Antes que você comece a gritar coisas como "racionamento" e "painéis da morte", tenha em mente que não se trata de limitar o acesso aos tratamentos de saúde que sejam comprados com o seu dinheiro (ou por meio do seu plano de saúde). A medida diz respeito somente àquilo que é pago com o dinheiro dos contribuintes. E, da última vez em que olhei para a Declaração de Independência, não li nada sobre o direito à busca da felicidade com todas as despesas pagas. Escolhas precisam ser feitas e, de um jeito ou de outro, os gastos governamentais com a saúde deverão ser limitados.
Agora, o que os deputados republicanos propõem é que o governo simplesmente empurre o problema da elevação nos custos da saúde para o colo dos idosos. Pela proposta da oposição, o Medicare seria substituído por vouchers que serviriam para o pagamento de planos de saúde privados – os idosos e as seguradoras que se virassem para fazer esse sistema funcionar. Esse projeto, de acordo com os republicanos, é superior à análise feita por especialistas porque deixaria o sistema de saúde aberto às maravilhas da "escolha do consumidor".
O que há de errado com essa proposta (além de o valor estabelecido para os vouchers ser totalmente inadequado)? A ideia simplesmente não funcionaria na prática. A medicina "baseada no consumidor" fracassou em todos os locais onde já foi testada. Um exemplo: o programa Medicare Advantage – originalmente chamado de Medicare + Choice – deveria ser mais barato para os cofres públicos, mas acabou custando muito mais do que o Medicare tradicional. Entre as nações desenvolvidas, os EUA têm o sistema de saúde mais "voltado para o consumidor". O país também apresenta, de longe, os maiores custos do setor, porém a qualidade dos serviços não é superior à de sistemas muito mais baratos encontrados no resto do mundo.

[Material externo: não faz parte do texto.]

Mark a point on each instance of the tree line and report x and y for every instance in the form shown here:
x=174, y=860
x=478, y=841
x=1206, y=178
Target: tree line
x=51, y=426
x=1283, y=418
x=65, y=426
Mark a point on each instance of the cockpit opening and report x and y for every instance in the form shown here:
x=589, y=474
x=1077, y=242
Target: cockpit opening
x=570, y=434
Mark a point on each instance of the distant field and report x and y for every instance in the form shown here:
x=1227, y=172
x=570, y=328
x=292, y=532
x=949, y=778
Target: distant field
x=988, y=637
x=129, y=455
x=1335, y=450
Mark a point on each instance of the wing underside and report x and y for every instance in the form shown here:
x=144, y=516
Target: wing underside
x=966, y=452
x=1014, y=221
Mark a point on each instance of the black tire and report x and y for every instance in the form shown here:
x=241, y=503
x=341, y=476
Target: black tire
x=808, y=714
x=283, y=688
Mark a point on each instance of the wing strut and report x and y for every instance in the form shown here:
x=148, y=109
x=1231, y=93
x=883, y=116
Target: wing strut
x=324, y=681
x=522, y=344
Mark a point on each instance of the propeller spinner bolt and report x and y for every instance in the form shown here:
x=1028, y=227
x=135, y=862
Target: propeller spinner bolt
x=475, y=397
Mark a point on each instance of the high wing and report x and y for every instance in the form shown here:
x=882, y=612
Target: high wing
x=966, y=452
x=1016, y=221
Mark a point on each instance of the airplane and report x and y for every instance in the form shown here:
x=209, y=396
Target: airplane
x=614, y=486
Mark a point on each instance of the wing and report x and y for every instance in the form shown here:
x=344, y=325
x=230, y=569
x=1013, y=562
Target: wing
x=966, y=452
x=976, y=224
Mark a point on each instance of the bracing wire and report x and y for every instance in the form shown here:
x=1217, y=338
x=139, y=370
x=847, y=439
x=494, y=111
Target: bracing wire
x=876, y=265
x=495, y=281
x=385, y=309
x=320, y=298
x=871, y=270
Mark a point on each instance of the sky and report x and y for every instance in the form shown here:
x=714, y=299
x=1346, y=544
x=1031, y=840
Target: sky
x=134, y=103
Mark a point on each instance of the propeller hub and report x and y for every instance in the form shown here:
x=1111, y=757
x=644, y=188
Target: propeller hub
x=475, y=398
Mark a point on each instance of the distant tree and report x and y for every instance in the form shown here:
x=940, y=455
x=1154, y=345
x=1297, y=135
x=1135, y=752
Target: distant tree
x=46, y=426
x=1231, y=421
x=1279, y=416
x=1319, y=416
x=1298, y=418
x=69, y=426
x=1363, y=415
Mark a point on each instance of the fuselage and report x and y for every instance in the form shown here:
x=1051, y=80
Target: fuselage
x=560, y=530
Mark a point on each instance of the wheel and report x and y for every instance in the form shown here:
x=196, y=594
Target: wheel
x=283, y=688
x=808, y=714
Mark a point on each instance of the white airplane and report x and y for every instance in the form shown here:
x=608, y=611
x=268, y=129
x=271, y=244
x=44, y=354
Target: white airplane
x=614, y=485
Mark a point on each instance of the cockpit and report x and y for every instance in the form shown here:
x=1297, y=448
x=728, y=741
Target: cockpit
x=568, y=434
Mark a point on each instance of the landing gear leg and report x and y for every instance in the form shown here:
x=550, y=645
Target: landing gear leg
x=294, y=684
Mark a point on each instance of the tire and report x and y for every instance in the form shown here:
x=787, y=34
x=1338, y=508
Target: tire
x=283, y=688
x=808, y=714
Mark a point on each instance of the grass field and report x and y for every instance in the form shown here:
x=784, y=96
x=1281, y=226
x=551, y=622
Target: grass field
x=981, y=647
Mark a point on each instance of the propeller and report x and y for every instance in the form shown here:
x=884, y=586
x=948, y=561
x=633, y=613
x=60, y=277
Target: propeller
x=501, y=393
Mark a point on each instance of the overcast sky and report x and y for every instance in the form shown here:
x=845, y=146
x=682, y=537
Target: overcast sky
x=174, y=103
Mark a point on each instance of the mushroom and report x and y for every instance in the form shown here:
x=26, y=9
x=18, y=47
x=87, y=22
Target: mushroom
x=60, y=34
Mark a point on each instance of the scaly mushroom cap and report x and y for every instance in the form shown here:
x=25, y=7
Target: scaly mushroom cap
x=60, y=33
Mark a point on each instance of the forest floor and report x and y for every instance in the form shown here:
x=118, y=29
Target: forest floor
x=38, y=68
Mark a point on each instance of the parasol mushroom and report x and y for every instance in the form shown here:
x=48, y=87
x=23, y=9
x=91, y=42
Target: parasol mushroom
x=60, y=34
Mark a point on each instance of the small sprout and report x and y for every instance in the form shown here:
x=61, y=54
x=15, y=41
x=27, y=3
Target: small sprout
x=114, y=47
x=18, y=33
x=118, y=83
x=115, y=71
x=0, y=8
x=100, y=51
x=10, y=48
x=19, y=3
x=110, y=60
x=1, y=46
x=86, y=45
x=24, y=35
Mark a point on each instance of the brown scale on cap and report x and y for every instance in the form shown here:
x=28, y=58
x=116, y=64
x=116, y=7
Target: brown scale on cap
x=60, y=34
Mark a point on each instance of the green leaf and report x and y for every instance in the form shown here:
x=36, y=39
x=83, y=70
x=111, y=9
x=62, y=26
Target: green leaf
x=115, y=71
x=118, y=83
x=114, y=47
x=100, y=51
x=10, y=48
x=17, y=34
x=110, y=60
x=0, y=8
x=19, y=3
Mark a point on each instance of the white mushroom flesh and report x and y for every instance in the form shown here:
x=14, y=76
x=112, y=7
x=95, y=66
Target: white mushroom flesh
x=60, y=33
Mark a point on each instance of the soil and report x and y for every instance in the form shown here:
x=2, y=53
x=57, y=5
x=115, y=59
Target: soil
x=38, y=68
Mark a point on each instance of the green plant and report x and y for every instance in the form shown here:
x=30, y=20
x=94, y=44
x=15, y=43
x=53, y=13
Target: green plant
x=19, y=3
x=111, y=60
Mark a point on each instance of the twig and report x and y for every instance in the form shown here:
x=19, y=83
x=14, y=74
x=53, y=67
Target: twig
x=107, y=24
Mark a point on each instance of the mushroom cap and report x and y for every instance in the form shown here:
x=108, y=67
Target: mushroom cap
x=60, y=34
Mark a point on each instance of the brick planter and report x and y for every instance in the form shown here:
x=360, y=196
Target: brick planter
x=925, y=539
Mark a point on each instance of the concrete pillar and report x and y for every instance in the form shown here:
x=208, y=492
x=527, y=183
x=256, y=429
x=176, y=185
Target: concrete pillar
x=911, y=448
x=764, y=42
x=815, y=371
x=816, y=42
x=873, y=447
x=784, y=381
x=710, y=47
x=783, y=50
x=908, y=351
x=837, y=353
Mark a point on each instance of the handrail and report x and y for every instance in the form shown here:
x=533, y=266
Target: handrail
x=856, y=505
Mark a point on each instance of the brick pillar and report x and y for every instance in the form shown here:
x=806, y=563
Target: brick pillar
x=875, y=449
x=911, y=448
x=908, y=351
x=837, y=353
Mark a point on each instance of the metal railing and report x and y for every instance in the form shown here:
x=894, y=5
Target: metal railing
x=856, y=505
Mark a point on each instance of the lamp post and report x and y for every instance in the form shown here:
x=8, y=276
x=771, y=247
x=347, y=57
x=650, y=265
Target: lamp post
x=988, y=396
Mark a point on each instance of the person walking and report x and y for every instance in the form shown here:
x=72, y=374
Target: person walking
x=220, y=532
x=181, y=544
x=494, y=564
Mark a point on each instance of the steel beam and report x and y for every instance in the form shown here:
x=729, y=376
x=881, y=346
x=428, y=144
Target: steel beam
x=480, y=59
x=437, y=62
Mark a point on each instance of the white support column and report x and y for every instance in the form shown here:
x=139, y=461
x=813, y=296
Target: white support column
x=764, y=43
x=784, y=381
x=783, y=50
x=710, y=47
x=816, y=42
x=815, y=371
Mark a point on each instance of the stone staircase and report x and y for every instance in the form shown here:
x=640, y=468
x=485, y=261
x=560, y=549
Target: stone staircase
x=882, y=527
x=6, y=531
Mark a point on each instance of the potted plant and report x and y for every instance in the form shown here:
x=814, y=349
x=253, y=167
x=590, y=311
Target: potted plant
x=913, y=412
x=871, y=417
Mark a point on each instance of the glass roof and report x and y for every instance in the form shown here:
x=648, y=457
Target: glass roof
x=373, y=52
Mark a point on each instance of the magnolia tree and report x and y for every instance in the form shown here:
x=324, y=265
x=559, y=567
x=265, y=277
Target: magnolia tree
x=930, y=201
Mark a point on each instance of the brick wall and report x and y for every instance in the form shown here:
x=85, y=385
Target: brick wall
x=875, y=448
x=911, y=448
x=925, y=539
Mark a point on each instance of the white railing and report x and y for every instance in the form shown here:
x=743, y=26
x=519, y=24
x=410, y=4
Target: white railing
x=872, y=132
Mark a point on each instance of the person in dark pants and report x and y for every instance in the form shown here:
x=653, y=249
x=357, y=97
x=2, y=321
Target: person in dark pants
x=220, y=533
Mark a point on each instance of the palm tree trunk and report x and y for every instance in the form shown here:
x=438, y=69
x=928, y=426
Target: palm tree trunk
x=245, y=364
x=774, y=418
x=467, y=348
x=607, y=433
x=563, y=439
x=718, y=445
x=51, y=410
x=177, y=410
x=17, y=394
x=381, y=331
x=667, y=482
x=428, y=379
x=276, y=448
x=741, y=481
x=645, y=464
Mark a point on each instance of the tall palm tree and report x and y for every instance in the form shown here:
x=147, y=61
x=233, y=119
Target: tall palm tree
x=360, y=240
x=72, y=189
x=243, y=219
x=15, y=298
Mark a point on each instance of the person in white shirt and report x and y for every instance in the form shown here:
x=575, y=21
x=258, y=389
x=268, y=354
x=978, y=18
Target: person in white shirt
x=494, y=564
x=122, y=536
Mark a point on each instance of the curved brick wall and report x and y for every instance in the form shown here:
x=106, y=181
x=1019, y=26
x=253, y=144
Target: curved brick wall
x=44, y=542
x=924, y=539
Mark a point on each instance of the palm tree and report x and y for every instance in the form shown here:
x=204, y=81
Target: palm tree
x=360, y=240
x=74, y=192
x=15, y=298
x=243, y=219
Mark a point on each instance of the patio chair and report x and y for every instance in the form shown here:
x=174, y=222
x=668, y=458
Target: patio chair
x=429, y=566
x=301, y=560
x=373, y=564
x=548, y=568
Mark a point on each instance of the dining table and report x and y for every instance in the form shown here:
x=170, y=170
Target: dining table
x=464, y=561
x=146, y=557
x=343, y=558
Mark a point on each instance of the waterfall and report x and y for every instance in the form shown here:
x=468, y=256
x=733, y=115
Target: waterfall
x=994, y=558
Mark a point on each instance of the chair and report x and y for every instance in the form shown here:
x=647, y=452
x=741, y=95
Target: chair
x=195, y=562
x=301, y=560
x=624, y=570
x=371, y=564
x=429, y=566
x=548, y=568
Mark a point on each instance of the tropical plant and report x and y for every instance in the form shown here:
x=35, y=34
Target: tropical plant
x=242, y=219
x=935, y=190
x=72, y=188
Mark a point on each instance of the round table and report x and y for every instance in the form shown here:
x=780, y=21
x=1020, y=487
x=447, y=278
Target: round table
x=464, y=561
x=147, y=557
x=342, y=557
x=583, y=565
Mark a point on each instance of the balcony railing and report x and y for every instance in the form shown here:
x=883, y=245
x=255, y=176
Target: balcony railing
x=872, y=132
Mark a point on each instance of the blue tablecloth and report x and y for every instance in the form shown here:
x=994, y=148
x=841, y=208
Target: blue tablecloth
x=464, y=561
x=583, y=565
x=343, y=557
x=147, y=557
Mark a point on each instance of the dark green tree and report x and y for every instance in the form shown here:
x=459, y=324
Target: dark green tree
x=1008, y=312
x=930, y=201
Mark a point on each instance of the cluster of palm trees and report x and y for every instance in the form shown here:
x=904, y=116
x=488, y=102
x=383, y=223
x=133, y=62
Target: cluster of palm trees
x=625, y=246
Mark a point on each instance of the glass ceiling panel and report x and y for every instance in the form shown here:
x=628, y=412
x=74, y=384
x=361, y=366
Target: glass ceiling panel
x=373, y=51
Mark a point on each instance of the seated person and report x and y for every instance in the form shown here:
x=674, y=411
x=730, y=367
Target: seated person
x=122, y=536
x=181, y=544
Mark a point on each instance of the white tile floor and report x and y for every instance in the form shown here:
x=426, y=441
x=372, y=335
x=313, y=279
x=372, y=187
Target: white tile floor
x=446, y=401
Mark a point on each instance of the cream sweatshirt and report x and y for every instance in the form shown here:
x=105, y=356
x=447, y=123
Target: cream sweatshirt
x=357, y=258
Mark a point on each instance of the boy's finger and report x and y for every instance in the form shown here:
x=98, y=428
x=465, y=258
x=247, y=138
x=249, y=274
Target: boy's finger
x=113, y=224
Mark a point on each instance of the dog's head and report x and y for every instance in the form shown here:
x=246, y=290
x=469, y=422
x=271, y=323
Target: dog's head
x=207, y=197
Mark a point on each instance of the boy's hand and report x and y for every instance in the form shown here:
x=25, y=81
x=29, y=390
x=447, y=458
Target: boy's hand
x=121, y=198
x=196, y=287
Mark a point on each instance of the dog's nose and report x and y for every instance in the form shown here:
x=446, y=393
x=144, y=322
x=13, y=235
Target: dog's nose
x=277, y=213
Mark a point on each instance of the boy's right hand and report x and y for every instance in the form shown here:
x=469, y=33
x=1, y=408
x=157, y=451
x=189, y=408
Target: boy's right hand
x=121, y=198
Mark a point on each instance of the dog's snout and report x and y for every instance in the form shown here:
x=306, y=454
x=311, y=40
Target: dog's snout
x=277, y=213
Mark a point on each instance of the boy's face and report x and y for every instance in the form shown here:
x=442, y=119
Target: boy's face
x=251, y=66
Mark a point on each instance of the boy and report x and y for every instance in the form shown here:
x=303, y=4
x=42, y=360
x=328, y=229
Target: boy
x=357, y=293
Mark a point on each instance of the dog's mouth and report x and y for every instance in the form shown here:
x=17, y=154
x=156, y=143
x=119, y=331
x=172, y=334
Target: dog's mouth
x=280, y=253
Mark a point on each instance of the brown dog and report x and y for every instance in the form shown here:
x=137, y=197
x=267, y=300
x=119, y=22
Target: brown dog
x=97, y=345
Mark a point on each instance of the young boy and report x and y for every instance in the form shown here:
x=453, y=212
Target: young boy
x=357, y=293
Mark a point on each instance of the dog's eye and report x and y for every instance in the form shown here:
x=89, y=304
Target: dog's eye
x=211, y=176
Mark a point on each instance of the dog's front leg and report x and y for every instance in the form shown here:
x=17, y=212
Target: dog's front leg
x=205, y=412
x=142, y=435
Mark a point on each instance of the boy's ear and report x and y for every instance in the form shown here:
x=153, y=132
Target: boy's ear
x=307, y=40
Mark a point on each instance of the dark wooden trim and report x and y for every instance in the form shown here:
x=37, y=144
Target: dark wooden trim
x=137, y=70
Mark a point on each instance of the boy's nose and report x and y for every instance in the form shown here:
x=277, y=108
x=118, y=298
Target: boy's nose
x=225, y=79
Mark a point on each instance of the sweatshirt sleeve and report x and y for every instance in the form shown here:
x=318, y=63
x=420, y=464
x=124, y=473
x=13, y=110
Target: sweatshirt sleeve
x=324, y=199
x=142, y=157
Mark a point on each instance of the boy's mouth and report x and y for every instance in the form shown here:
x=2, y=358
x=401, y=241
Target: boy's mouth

Mas o fato de os republicanos exigirem que a população aposte sua saúde – e até mesmo a vida – numa ideia fracassada é apenas parte do problema. Como já afirmei, há um erro terrivelmente absurdo na definição de pacientes como "consumidores" e do sistema de saúde como mera transação financeira. A medicina, afinal de contas, é uma área em que decisões cruciais – decisões de vida ou morte – devem ser tomadas. Para que esse arbítrio ocorra de maneira inteligente, requer-se um vasto conhecimento técnico dos profissionais do setor. Como se isso não bastasse, as escolhas dos médicos são frequentemente feitas enquanto o paciente está incapacitado, sob muito estresse ou quando a ação precisa ser imediata, sem tempo para discussões, muito menos para a pesquisa de preços.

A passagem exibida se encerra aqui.